O Ministro Ribeiro Dantas, do Superior Tribunal de Justiça (STJ), concedeu provimento a um agravo regimental para substituir a prisão preventiva de Anabela Cardoso Freitas por medidas cautelares diversas. A decisão foi proferida na noite de quinta-feira (14/05/2026), e a investigada foi solta na manhã desta sexta-feira (15/05/2026).
Anabela, ex-chefe de gabinete da prefeitura de Manaus, havia sido presa em fevereiro durante a Operação Erga Omnes, que investiga uma organização criminosa com infiltração no Judiciário e esquemas de lavagem de dinheiro no Amazonas.

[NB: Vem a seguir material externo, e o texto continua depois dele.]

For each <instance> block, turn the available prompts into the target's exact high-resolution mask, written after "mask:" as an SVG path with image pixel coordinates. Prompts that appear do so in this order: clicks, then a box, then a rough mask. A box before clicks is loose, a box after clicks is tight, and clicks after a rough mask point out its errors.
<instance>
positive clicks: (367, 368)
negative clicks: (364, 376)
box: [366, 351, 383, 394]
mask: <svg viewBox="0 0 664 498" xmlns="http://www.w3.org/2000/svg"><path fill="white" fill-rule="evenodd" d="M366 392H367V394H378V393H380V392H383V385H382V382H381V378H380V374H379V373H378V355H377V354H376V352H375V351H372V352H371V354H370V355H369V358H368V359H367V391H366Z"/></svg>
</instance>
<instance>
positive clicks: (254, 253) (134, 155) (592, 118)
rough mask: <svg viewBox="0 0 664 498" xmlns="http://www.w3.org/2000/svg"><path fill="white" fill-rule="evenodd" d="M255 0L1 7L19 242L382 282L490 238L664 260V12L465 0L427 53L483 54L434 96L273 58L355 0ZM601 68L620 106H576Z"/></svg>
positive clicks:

Medidas Cautelares Aplicadas
De acordo com a decisão do STJ, a liberdade de Anabela está condicionada ao cumprimento das seguintes obrigações, a serem especificadas pelo Juízo de origem:
- Monitoração Eletrônica: Uso obrigatório de tornozeleira eletrônica.
- Comparecimento Periódico em Juízo: Para informar e justificar suas atividades profissionais e rotina.
- Proibição de Contato: Impedimento de manter qualquer tipo de comunicação com pessoas determinadas envolvidas no processo.
- Restrição de Frequência: Proibição de acessar ou frequentar locais específicos relacionados aos fatos investigados.
Status Jurídico e Presunção de Inocência
Embora responda ao processo em liberdade, Anabela Cardoso Freitas continua sob investigação. O relatório final da Polícia Civil do Amazonas, concluído em 17/04/2026, indiciou a investigada por organização criminosa e lavagem de capitais, tendo afastado as suspeitas de tráfico e associação para o tráfico.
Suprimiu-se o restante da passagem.